Code reviews on steroids using mutation testing

I always found reviewing tests to be a bit tedious, specially if they aren't written in a manner that makes them easy to read. Today I reviewed a pull-request that has a significant amount of tests. Rather than scrutinizing the test cases to make sure there were no gaps, I decided to fetch the branch and manually apply mutation testing.

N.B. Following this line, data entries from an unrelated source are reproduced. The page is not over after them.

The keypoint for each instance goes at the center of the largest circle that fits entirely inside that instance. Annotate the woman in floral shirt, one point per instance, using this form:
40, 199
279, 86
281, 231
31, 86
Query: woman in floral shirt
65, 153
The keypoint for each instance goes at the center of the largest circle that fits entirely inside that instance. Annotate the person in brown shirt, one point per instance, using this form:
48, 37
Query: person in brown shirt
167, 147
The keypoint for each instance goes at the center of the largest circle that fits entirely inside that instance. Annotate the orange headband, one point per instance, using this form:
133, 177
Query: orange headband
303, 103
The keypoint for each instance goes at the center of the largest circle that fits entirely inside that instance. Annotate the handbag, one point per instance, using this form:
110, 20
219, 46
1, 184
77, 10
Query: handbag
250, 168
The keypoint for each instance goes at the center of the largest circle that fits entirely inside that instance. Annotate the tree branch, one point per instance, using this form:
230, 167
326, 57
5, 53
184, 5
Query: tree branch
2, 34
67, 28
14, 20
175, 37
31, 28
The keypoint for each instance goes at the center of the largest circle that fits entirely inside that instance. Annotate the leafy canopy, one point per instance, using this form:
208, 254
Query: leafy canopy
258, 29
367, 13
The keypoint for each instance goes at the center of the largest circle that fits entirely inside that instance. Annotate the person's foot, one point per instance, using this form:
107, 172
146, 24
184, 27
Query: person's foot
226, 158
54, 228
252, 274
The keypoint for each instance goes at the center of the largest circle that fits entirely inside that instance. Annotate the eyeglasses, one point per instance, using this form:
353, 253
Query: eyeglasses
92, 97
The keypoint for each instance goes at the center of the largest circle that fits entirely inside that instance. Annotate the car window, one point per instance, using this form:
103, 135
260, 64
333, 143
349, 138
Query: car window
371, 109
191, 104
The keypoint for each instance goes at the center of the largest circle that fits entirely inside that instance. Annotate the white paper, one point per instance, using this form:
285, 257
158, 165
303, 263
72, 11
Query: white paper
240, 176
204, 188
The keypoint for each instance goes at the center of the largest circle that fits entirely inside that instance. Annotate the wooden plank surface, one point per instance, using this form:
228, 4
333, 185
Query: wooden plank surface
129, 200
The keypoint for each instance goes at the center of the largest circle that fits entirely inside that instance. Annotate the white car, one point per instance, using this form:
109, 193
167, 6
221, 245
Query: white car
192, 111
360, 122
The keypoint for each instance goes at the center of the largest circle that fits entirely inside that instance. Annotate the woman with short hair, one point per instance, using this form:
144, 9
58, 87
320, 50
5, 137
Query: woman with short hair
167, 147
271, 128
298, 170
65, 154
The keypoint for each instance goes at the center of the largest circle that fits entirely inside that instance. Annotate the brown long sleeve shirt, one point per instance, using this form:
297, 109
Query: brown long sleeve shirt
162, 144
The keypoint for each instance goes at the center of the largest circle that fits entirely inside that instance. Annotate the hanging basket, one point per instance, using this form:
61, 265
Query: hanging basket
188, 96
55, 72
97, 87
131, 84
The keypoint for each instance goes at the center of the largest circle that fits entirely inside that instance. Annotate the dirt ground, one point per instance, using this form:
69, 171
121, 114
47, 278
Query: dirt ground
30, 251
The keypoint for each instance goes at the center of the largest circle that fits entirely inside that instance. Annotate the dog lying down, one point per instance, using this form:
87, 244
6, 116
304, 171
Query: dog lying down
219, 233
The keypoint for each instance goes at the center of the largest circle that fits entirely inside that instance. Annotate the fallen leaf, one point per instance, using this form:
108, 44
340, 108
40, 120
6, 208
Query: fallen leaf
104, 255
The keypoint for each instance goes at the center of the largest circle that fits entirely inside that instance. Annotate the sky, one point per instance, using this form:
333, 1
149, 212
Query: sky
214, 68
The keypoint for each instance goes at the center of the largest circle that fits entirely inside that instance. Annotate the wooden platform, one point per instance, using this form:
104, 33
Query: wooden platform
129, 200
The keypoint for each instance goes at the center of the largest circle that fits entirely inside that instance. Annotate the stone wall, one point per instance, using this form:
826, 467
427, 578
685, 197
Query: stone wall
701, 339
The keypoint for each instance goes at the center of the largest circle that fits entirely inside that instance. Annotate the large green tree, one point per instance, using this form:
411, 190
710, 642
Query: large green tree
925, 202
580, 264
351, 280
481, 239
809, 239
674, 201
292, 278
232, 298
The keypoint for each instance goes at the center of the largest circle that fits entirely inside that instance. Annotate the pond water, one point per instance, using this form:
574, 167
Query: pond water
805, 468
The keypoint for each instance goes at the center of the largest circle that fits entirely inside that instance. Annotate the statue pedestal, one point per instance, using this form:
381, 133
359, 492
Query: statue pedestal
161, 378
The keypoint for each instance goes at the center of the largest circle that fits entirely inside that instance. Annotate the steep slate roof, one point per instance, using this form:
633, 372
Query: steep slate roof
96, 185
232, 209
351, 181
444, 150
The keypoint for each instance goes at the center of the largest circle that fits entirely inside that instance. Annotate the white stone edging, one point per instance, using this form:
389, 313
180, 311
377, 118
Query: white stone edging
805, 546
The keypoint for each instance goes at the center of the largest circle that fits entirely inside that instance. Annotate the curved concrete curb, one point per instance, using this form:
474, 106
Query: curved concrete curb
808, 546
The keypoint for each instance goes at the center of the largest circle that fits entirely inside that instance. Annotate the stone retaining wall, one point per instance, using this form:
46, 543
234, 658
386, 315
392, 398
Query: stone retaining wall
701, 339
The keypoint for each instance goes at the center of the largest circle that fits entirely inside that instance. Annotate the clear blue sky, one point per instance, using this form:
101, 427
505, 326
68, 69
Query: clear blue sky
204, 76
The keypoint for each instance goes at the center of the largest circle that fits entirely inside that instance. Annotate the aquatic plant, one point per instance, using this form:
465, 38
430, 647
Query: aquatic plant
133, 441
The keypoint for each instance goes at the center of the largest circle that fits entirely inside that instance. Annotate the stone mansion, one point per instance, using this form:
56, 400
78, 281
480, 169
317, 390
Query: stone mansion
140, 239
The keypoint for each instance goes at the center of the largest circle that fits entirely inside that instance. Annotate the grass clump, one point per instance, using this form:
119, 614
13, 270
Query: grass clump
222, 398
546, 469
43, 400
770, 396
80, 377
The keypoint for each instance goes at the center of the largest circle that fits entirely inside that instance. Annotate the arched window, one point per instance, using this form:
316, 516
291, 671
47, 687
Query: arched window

Mutation testing (or mutation analysis or program mutation) is used to design new software tests and evaluate the quality of existing software tests. Mutation testing involves modifying a program in small ways.[1] Each mutated version is called a mutant and tests detect and reject mutants by causing the behaviour of the original version to differ from the mutant. This is called killing the mutant. Test suites are measured by the percentage of mutants that they kill. New tests can be designed to kill additional mutants. Mutants are based on well-defined mutation operators that either mimic typical programming errors (such as using the wrong operator or variable name) or force the creation of valuable tests (such as dividing each expression by zero). The purpose is to help the tester develop effective tests or locate weaknesses in the test data used for the program or in sections of the code that are seldom or never accessed during execution.

I started to randomly modify the new code that was covered with tests. Then I verified whether the tests would still pass or fail (expected behaviour). This allowed me to pinpoint a few missing test cases (yes there were a few).

While it's a shame that I have had to go through this manually, I view it as a cheap MVP for advocating the use of mutation testing for our project. After a few code reviews, the next natural step would be to think about how to automate this process. I haven't checked yet the literature on mutation testing as it relates to Android development, so I am not sure whether that is realistic or not at this stage.